I don't really know where to start with this post - I just feel like it's been a long time since I've been frank. These posts have been really few and far between lately and, as much as I'm recovering and I'm much better now than I ever was and I'm using my coping mechanisms, anxiety is something that will stay with me my whole life. I will always react differently to certain situations, there will always be times that I find people, and locations, and experiences really overwhelming; but I'm getting there. It's time to talk about what recovery really means for me, and where I think I'll be headed in the future.
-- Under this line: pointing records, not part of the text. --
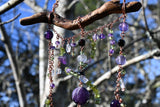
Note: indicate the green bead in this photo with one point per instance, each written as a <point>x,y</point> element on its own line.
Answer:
<point>47,101</point>
<point>110,31</point>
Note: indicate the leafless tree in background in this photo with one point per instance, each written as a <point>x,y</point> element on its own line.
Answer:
<point>24,79</point>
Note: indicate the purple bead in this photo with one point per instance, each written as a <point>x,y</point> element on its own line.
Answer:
<point>123,26</point>
<point>48,35</point>
<point>110,35</point>
<point>115,103</point>
<point>80,95</point>
<point>68,70</point>
<point>111,51</point>
<point>121,60</point>
<point>52,85</point>
<point>57,42</point>
<point>95,37</point>
<point>52,47</point>
<point>73,44</point>
<point>112,42</point>
<point>62,59</point>
<point>102,36</point>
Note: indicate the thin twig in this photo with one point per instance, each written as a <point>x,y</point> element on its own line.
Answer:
<point>11,20</point>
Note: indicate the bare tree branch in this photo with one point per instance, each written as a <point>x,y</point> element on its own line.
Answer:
<point>10,4</point>
<point>108,74</point>
<point>106,9</point>
<point>2,23</point>
<point>14,66</point>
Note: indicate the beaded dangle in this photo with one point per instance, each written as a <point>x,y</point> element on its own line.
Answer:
<point>120,60</point>
<point>49,35</point>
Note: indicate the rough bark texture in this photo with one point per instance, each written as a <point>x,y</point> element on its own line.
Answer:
<point>14,67</point>
<point>10,4</point>
<point>105,10</point>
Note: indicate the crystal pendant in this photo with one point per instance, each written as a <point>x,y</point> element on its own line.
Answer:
<point>52,85</point>
<point>115,103</point>
<point>83,79</point>
<point>81,42</point>
<point>58,71</point>
<point>121,42</point>
<point>68,70</point>
<point>112,42</point>
<point>111,51</point>
<point>80,95</point>
<point>102,36</point>
<point>57,42</point>
<point>95,37</point>
<point>120,60</point>
<point>62,59</point>
<point>122,85</point>
<point>123,26</point>
<point>82,58</point>
<point>73,44</point>
<point>68,48</point>
<point>48,35</point>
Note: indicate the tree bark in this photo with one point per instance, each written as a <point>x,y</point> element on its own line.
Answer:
<point>105,10</point>
<point>14,67</point>
<point>10,4</point>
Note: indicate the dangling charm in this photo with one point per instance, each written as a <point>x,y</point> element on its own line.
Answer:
<point>112,42</point>
<point>80,95</point>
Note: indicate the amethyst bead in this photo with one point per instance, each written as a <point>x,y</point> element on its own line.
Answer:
<point>48,35</point>
<point>95,37</point>
<point>73,44</point>
<point>57,42</point>
<point>102,36</point>
<point>81,42</point>
<point>110,35</point>
<point>120,60</point>
<point>52,47</point>
<point>123,26</point>
<point>112,42</point>
<point>68,70</point>
<point>80,95</point>
<point>62,59</point>
<point>52,85</point>
<point>111,51</point>
<point>121,42</point>
<point>115,103</point>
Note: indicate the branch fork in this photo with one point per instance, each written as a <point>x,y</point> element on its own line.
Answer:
<point>111,7</point>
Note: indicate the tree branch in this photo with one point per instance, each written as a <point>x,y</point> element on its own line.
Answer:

This month has marked some huge changes for me - because I've been able to arrange a number of things that I'd never have been able to do prior to my recovery. I've been teetering on the edge of something, holding my breath and praying not to take a step backwards for so long that I've forgotten to actually start testing my boundaries; making the most of the person that I've been lucky enough to become in the last few months. This month has marked change for me - it started with Latvia, and it's ended right here with this laptop, and I want to talk about it.
Latvia was sort of a test for me; it was this hold your breath and hope for the best type of thing. Realistically, I knew that it was going to be okay - but it meant being away for a fair few nights, in a country I'd never been to before, who spoke a language that I had no idea about. It tested everything that I knew in theory I could do; but it turned out that I could do it in practice too, and I feel like that's made me a whole new person altogether because I'm suddenly so aware that I can actually do it. So, we've booked gig tickets (The King Blues and New Found Glory, if you're bothered), we've booked more holidays (Poznan, and we're planning Rome for my birthday) and all of a sudden, I'm not just wanting to move forward, I'm actually taking tiny baby steps towards doing so.
So here's to the future - to actually being able to travel, and see the bands that I want to see - and actually get my shit together and work harder on everything, and do more when it comes to Katy and I. I'm so pleased that I passed a test that I never meant to set by going to Latvia, and I'm pleased that all of the boundaries that I thought were in my way turned out to be theoretical, because I'm not scared any more, I'm ready to go, and move forward, and be the girl that I'd always hoped that I'd end up as one day.
I've realise that I will always have anxiety, it will always be a huge part of my life, but it doesn't need to rule my life anymore.